ワケありだけど人当たりのいい大人と、天才肌で“手がかかる”若者の凸凹コンビが、ぶつかりながらも難題を解決していく――。
なんとなく想像できる“バディもの”かと思いきや、予想以上に心をつかまれ、最後はニヤリとできるのが、10月13日(金)スタートのドラマ『うちの弁護士は手がかかる』。
蔵前勉(くらまえ・べん/ムロツヨシ)は、人気女優・笠原梨乃(吉瀬美智子)の敏腕マネジャーでしたが、ある日突然クビに。ひょんなことから、超エリートの新人弁護士・天野杏(あまの・あん/平手友梨奈)のパラリーガル(※)に転身して奮闘する、という物語です。
(※)パラリーガル:弁護士の指示・監督のもとで法律に関する事務を行い、弁護士の業務をサポートする専門アシスタントのこと
金曜の夜にピッタリ!“くらあん”コンビの活躍にスカッとする
第1話を見て感じたのが、これ、金曜の夜にピッタリだなということ。多くの人がもっともリラックスできる金曜の夜に、いいテンポ感でドキドキハラハラでき、最後はスカッとする、なんともいい塩梅に仕上がっています。
その最大の要因は、蔵前(ムロ)&杏(平手)の“くらあん”コンビの軽妙な活躍ぶり。
蔵前は、奔放な女優・梨乃(吉瀬)のマネジャーとして、スケジュール管理やプライベートのトラブル処理、さらにはテレビ局員のご機嫌とりまで、サッと機転を利かせて華麗にさばきます。惚れ惚れするほどの仕事っぷりです。
ああ、こういう人がいるから業界はうまく回るんでしょうねぇ…などと思っていると、梨乃から突然のクビ宣告が。その理由たるや、あまりに理不尽ですが、これこそが奔放な女優たる所以(ゆえん)ということなのでしょう。
マネジャーを天職だと信じていた蔵前は絶望しますが、そこに現れたのが、新人弁護士の杏。

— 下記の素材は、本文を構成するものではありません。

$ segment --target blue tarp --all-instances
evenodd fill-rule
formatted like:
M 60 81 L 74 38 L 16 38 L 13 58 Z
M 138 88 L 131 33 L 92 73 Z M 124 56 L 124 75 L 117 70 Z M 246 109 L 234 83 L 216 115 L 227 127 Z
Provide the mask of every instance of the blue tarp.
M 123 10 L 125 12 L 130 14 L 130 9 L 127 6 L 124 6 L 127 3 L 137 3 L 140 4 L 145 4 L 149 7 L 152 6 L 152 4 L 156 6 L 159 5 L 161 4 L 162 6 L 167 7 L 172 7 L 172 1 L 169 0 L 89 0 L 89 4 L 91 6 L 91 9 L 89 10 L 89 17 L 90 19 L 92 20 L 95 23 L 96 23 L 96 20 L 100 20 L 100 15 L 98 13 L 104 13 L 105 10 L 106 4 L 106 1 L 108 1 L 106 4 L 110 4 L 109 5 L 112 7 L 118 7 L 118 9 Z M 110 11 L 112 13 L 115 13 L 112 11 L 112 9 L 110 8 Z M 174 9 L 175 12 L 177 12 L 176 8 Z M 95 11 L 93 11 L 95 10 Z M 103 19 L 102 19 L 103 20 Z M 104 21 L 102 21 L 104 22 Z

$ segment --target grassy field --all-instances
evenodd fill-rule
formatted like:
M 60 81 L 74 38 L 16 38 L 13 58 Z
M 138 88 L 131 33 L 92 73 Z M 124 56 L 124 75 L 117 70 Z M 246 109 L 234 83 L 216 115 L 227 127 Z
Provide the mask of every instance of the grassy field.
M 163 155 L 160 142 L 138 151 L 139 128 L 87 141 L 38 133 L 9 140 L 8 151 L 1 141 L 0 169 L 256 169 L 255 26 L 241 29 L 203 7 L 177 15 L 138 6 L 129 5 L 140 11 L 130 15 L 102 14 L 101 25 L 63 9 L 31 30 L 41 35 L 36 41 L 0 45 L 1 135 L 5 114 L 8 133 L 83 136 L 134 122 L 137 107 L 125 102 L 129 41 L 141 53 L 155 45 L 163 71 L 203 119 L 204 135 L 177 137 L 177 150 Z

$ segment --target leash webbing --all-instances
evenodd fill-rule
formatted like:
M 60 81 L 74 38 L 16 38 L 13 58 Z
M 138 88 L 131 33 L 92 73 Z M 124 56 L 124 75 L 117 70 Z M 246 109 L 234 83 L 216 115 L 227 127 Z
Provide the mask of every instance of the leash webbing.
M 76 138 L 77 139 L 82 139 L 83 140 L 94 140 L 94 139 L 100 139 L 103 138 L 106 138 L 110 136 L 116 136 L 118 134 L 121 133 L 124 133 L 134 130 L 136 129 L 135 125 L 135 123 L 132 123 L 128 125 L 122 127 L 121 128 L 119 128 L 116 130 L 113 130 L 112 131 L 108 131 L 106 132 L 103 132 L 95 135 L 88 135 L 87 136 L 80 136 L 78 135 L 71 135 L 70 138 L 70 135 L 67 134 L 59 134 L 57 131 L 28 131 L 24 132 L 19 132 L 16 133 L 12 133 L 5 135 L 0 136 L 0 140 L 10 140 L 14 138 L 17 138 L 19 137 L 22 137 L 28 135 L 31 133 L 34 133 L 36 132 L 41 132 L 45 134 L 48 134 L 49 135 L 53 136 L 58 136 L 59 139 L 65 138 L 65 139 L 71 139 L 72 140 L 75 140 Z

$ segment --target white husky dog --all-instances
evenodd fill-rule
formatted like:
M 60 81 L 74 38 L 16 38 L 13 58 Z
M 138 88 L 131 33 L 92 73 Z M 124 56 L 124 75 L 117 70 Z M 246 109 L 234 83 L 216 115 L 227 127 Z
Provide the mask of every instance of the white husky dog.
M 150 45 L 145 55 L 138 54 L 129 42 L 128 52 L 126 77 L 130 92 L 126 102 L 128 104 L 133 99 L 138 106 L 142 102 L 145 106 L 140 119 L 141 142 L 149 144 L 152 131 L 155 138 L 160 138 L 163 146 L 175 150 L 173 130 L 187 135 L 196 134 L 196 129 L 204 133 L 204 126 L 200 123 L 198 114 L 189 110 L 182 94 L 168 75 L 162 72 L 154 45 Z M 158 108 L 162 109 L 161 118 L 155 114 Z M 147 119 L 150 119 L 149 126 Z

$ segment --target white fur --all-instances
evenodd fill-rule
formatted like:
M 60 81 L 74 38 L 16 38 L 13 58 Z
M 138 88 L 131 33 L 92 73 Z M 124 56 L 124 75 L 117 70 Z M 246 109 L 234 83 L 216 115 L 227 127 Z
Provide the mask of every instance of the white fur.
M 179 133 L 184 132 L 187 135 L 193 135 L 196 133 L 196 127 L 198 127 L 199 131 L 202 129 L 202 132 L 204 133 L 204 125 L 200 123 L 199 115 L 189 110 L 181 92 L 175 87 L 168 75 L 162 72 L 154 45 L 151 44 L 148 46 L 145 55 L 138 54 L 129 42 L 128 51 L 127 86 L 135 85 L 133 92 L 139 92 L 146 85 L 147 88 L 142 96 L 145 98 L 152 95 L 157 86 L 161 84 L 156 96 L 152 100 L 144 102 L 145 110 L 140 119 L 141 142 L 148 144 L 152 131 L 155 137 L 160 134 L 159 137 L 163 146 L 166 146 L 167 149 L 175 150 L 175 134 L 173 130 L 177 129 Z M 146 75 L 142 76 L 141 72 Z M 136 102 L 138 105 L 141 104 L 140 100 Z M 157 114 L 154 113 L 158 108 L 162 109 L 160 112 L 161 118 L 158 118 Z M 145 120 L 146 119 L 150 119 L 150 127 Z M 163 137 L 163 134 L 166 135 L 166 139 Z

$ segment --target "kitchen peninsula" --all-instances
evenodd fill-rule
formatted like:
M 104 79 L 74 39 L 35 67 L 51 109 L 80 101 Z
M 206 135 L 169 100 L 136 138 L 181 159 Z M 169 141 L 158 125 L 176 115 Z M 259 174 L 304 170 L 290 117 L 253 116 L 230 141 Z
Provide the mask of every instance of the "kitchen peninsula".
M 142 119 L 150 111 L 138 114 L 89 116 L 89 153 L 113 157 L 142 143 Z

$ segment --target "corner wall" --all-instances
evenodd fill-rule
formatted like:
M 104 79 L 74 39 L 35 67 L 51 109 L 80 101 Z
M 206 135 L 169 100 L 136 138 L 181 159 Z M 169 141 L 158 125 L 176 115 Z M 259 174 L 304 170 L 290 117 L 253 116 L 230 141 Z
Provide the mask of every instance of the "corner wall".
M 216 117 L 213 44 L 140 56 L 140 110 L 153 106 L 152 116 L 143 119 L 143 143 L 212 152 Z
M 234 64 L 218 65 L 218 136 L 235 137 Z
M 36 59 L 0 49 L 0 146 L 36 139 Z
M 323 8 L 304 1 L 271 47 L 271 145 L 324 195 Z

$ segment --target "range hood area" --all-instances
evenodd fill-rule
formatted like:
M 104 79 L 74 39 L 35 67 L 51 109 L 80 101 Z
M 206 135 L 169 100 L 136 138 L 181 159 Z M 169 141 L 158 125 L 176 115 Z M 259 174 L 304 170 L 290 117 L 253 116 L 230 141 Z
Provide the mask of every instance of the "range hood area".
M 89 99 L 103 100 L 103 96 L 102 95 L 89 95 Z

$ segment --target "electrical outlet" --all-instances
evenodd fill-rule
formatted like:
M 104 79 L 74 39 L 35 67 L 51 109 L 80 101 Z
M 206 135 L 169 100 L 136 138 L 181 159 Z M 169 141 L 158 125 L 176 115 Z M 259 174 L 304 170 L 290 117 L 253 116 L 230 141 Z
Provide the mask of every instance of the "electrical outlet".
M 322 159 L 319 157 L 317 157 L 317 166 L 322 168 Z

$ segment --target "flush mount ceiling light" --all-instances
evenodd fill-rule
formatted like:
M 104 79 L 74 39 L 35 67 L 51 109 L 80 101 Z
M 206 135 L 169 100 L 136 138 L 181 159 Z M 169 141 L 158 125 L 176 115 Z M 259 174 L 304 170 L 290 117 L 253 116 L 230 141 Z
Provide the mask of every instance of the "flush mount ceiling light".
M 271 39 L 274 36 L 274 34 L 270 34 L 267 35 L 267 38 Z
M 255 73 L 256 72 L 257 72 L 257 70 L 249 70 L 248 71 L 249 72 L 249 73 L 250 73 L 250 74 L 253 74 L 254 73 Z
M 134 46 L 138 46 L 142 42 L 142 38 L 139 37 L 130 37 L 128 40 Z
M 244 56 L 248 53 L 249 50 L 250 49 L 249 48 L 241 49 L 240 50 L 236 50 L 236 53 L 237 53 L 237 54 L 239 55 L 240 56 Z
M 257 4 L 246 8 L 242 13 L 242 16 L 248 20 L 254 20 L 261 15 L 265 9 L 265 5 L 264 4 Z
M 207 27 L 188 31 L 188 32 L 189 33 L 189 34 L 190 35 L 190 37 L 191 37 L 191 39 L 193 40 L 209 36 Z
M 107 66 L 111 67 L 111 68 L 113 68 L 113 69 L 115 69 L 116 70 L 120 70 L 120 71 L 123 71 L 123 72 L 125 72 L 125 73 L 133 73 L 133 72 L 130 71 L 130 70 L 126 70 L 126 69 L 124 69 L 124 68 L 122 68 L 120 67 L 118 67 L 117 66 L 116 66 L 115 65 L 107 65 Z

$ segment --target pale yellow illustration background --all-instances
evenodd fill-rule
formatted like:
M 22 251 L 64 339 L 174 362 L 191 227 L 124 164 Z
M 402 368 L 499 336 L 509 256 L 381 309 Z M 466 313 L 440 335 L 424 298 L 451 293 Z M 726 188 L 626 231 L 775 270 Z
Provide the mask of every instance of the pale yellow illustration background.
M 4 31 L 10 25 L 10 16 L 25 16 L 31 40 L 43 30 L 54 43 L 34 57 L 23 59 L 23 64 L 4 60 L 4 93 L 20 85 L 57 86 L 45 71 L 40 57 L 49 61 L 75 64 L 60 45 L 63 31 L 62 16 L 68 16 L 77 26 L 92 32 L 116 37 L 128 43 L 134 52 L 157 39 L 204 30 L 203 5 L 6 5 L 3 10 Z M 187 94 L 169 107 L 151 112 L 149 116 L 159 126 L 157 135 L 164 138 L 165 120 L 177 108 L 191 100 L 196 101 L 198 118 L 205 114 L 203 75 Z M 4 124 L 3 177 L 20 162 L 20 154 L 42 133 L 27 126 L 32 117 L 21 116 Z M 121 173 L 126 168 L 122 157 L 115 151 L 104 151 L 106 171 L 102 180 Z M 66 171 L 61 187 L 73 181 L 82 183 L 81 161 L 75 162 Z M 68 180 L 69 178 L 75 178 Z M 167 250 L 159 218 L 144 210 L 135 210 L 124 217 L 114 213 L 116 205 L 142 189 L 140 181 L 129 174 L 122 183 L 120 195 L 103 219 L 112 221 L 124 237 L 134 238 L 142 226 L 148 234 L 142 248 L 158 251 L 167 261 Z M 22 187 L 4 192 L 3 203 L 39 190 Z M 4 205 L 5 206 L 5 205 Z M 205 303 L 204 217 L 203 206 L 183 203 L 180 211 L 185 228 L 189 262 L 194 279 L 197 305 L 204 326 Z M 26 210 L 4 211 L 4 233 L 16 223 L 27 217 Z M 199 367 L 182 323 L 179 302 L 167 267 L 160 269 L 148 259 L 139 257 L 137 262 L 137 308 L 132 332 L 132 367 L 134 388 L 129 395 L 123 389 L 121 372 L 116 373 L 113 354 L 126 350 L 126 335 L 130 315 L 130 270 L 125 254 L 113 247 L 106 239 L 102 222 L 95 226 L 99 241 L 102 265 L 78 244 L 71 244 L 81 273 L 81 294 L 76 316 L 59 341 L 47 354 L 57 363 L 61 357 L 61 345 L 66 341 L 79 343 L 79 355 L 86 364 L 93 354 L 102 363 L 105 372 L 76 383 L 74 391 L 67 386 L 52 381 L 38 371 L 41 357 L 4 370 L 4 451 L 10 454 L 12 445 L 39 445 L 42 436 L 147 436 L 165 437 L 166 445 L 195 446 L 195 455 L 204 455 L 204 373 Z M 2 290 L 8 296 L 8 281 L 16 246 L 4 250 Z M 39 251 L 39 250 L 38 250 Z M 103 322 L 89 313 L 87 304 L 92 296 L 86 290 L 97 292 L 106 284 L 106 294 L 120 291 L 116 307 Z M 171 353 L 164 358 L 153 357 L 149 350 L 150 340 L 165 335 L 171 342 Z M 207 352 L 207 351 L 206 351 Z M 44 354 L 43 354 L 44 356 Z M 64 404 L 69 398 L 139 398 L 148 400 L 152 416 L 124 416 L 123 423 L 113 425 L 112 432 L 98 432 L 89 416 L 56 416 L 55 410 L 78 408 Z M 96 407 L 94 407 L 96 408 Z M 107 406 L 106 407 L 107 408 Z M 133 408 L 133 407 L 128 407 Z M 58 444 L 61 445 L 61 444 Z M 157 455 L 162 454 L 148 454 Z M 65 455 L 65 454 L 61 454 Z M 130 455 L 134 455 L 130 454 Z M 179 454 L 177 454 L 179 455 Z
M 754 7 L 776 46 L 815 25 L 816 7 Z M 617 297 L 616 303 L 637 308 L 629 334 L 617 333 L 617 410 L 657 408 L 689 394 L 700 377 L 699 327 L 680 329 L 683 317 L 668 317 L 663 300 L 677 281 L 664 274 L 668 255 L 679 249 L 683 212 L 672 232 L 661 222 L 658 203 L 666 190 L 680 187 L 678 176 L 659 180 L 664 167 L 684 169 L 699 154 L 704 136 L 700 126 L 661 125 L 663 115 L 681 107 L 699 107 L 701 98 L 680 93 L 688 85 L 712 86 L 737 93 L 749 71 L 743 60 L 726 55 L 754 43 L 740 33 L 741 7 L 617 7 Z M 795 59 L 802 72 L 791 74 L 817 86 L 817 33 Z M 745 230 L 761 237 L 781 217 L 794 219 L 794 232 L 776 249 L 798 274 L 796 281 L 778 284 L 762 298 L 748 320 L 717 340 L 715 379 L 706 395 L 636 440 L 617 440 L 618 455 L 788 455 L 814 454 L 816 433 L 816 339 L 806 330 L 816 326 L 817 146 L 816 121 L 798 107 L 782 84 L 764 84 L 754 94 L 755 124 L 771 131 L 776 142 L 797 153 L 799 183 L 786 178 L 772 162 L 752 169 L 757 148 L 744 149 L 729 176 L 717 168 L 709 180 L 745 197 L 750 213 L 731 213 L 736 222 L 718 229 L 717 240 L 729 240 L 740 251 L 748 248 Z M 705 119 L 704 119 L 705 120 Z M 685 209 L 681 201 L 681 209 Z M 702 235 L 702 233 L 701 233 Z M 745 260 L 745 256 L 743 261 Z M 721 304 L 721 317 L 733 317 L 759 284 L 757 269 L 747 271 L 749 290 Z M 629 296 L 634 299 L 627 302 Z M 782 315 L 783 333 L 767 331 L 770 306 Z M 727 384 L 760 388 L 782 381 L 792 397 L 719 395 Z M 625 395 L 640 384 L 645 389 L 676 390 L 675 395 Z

グレーが蔓延する芸能界で生きてきた蔵前と、法律こそが正義で、徹底的に“勝ち”にこだわり白か黒しかない杏。どう見ても、折り合わないふたりが、パラリーガルと弁護士としてコンビを組むことに。
杏は、最年少で司法試験に合格した超エリート。法律の知識はずぬけているのに、猪突猛進的な性格が空回りし、事務所のお荷物的な存在になっています。
終始、何かにイラついているようで、敵対心むきだしの目をしている杏。「いくらエリートだからって、実際にこんな新人がいたらキレるわ!」とツッコみたくなるほどですが、そこは、芸能界の荒波にもまれてきた蔵前。
自分の娘ほどの年齢の杏に無礼でつっけんどんな対応をされても、ときに柳に風のように受け流し、ときに海のように広い心で受け止めます。その器の大きさ、自虐とツッコミを交えながら場をとりもつ、大人の余裕。
そんな場面で見せるムロさんの凛々しさといったら!酸いも甘いも噛みわけてきた人生の片りんが透けて見えるようで、「こんな頼れるバディがいたらいいな」なんて夢見てしまいます。
平手友梨奈 ぶっ飛んでいるけど愛らしい杏を好演
一方、杏を演じる平手さん。強く個性的なキャラであると同時に、法律のプロとして、専門用語を立て板に水のごとくしゃべったり、法廷に立つシーンでも身ぶり手ぶりを交えた堂々たる演技をみせます。
笑顔を見せるようなシーンは一切ないものの、目の動きや仕草で巧みに感情を表現し、ベストマッチな衣装とヘアメイクとも相まって、ぶっ飛んでいるけれど、愛らしい杏をつくりあげています。
よくよく見ると、実は相性抜群なのでは、と思えるコンビが最初に挑むのは、テレビ局でのパワハラ問題。蔵前も付き合いのある社員プロデューサーを、フリーランスのアシスタントプロデューサーが訴えるという事案です。
テレビ局の話とはいえ、描かれるパワハラやセクハラが、どんな世界でも起こりうるリアリティを感じさせるのもポイント。その解決に向けて交わされる会話や法律用語も「これ覚えておいたら役に立つ日がくるかも」とも思わされ、勉強にもなります。
また、法律の素人の蔵前が、杏をどうサポートしていくのかも見どころのひとつ。
芸能界と法曹界、グレーが蔓延vs白か黒か…という、互いに真逆の世界で生きてきた者同士が交じり合っていくさまは、かみ合っているようで、いないような…。
でも、なぜかできあがっていく絶妙なコンビネーションに、気づけば釘づけになっていること請け合いです。